Le patient est dans une sorte de rêve éveillé, du fait d’un trouble de la conscience. Il décrit souvent son expérience délirante comme un cauchemar. La variation délirante détermine la variation de son humeur : tantôt exaltée, tantôt fortement angoissée au gré des thèmes délirants du moment. Ceci explique que la psychose délirante aiguë ait souvent été confondue avec un accès maniaque délirant.

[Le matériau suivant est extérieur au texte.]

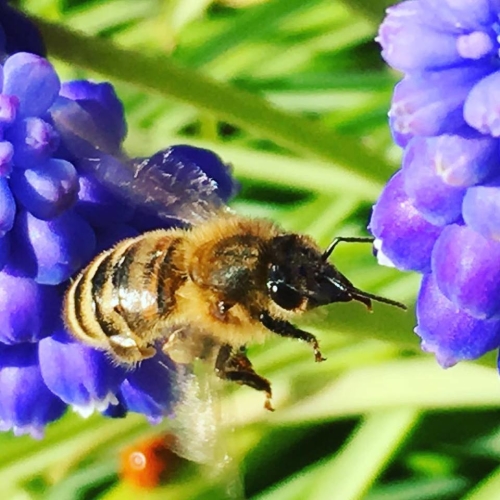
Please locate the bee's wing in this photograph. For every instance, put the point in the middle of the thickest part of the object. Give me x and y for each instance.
(164, 184)
(169, 184)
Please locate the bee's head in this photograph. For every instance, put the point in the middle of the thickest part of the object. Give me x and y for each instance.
(300, 277)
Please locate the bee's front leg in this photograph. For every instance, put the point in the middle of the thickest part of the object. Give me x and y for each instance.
(234, 365)
(286, 329)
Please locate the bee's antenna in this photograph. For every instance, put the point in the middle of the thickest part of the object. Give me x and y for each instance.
(360, 295)
(331, 247)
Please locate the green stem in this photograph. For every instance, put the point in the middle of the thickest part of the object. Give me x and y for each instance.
(371, 9)
(158, 73)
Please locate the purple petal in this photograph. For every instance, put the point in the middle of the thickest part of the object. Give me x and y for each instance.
(52, 251)
(28, 311)
(6, 157)
(81, 376)
(109, 236)
(464, 160)
(4, 250)
(405, 238)
(466, 266)
(476, 45)
(83, 133)
(437, 201)
(34, 141)
(409, 43)
(33, 80)
(101, 101)
(461, 15)
(48, 190)
(481, 209)
(27, 405)
(7, 208)
(98, 206)
(148, 389)
(448, 332)
(9, 105)
(482, 107)
(210, 163)
(432, 103)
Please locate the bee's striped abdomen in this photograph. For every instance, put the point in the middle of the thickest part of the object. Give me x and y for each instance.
(124, 292)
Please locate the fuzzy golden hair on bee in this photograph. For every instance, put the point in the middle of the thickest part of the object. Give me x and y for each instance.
(228, 282)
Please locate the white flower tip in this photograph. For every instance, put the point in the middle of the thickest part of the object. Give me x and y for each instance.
(94, 405)
(382, 259)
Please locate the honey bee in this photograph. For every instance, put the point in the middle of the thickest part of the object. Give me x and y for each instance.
(219, 282)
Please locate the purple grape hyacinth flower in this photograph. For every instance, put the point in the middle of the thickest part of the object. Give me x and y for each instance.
(54, 218)
(445, 114)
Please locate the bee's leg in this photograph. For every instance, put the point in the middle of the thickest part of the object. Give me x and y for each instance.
(286, 329)
(128, 351)
(235, 366)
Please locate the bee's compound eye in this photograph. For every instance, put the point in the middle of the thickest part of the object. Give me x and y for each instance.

L’accès évolue tout comme il est apparu : il s’arrête brutalement après quelques jours, le plus souvent après quelques semaines, sans traitement. La menace de récidive est réelle et pèse parfois lourdement sur l’avenir du malade. Mais ceci dépend aussi de la personnalité du malade. L’importance des hallucinations psychiques, la faible variation des thèmes délirants, la longueur de la crise et la résistance au traitement sont des signes qui conduisent à un mauvais pronostic.

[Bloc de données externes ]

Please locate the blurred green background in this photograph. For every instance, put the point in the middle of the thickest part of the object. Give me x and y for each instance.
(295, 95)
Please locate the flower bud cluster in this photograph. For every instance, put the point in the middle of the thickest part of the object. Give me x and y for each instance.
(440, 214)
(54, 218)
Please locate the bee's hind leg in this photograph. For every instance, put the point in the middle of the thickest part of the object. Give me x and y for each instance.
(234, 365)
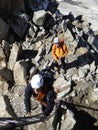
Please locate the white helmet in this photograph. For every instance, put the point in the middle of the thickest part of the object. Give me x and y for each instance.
(37, 81)
(56, 40)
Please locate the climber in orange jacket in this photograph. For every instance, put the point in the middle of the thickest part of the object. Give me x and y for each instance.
(59, 51)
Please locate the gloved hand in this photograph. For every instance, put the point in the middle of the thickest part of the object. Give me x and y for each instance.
(43, 118)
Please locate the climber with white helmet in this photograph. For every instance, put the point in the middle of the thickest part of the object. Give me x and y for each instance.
(41, 92)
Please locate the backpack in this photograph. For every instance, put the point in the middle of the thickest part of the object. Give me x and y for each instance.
(47, 76)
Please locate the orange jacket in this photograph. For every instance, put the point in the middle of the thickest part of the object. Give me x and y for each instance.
(59, 51)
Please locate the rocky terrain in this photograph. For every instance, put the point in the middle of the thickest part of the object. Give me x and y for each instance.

Pour le traitement, une hospitalisation en milieu spécialisé est nécessaire (elle doit être entreprise le plus souvent contre l’avis du malade), ainsi qu’un traitement par médicaments antipsychotiques.

Si vous vous sentez concerné(e) par cette maladie grave ou que vous la soupçonnez, parlez-en ouvertement à votre médecin. C’est vrai qu’en France ou même ailleurs, il est rare de parler de ces choses à un médecin. Mais osez demander au lieu de préférer se soumettre à une hospitalisation d’urgence plus tard!